How Does Vision Work?
Eyes are specialized organs that detect light and transmit that information to the brain. The brain then interprets the light signals into what we perceive as vision. Humans generally have two eyes, which is important to how we determine depth and dimension. While we can still see with one eye, depth and distance become harder to judge, which can make it dangerous to perform activities that require quick reactions and precision, including driving.
Step 1: Light Enters the Eye
The human eye is a complex organ that works a lot like an analog camera – most of the eye is opaque, protected from dirt and scratches by an outer layer called the cornea, which is kept clean and in good condition by constant moisturizing through tears. The opaqueness of the eye means that extra light is not let in.
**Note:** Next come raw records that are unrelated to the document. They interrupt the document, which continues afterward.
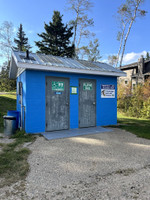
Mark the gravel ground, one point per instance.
(111, 165)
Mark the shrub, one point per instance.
(135, 102)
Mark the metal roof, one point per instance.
(54, 63)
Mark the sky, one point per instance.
(33, 13)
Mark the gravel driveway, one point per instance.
(110, 165)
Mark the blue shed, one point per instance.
(55, 93)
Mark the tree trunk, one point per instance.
(132, 20)
(122, 36)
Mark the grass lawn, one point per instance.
(13, 157)
(140, 127)
(7, 102)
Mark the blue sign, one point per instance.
(108, 87)
(107, 91)
(58, 92)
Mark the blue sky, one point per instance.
(32, 14)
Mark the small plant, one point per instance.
(13, 159)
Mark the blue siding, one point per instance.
(22, 78)
(34, 100)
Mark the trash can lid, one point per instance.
(9, 117)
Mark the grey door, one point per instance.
(57, 103)
(87, 103)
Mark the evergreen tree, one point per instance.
(56, 38)
(5, 83)
(22, 40)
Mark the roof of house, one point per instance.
(37, 61)
(132, 65)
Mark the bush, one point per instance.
(135, 102)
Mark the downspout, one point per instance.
(21, 99)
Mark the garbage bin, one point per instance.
(14, 113)
(9, 125)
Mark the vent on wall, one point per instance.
(24, 57)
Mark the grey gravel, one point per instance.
(111, 165)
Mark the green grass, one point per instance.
(140, 127)
(7, 102)
(13, 159)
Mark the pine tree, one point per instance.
(22, 40)
(56, 38)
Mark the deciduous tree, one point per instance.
(81, 22)
(127, 14)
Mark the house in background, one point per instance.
(136, 72)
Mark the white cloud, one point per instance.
(30, 31)
(14, 30)
(133, 57)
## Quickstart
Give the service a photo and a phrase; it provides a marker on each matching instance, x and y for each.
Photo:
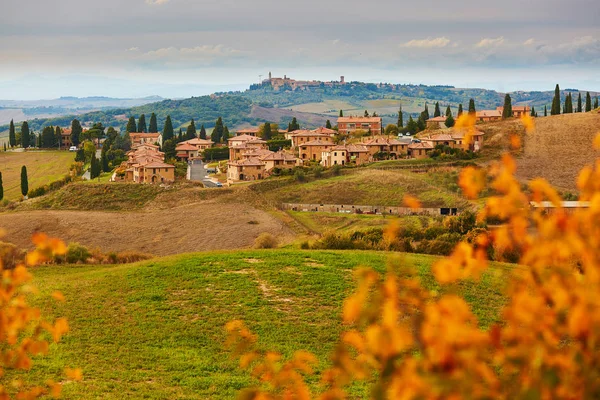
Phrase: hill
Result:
(169, 313)
(43, 167)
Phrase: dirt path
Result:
(196, 227)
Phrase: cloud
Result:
(490, 42)
(428, 43)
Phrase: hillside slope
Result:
(156, 329)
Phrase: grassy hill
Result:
(169, 314)
(43, 167)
The sclera is the protective outer coating of the eye, which in humans is white and full of blood vessels, and inside the eye, there is a clear fluid called vitreous humor which helps to bend the light and allows the eye to maintain its shape through pressure. This is important, because if the eye shape is off, it can affect how well the eye can focus on details. This is a common cause of near- or far-sightedness.
The first step of vision starts with light travelling through the cornea, a clear, thick, curved area in the front of the eye that bends and focuses the light. The light then enters the eye through an opening called the pupil, and then passes through the lens. The pupil, cornea, and lens allow the eye to focus on details, adapt to different levels of light in the environment, and protect the sensitive cells at the back of the eye from damage. The amount of light let in depends on the environment – in dim light conditions, the pupil is widened (or dilates) to let in more light, while in bright light the pupil contracts to a tiny dot. It is also affected by stress, fear, and other emotions – energetic emotions such as excitement, fear, aggression, or arousal cause dilation, while calmer emotions are associated with constricted, smaller pupils.
Step 2: Light Receptors in the Retina React
The cells at the back of the eye are special cells that react in response to certain wavelengths of light. There are millions of these cells in the back of the eye, arranged in a two-layered sheet called the retina. The retina consists of color-detecting receptors called cones and light detecting receptors called rods. There are three types of cones, detecting low energy red light, medium energy green light, and high energy blue light. These receptors are triggered in different amounts, which we then interpret as the rainbow of colors around us. Other receptors called ‘rods’ are very good at detecting light and dark. They are able to detect dim light and are responsible for allowing us to see in the dark – though night vision is generally without color.
Step 3: Information is Transferred to the Brain and Processed
These cells transmit their information through a nerve bundle called the optic nerve, the connection from the eye to the visual cortex in the brain. The optic nerve is not the longest nerve in the body, but it still has a long way to carry its information – all the way to a region called the “occipital lobe” which is all the way in the back of the head! There, the information is processed, and our brains categorize what we see into shapes, types of objects, and other classifications. This is both how we see, and how we understand what we see.
This means that sight is a complicated teamwork between the structures of the eyes, the optic nerve, and the brain. This ‘teamwork’ can degrade with age but also with extreme exposure to powerful light (including long term use of bright screens) and head trauma.
Inflammation caused by lupus can affect any stage of the vision process. When serious, it can cause loss of vision or even blindness if not caught and treated early.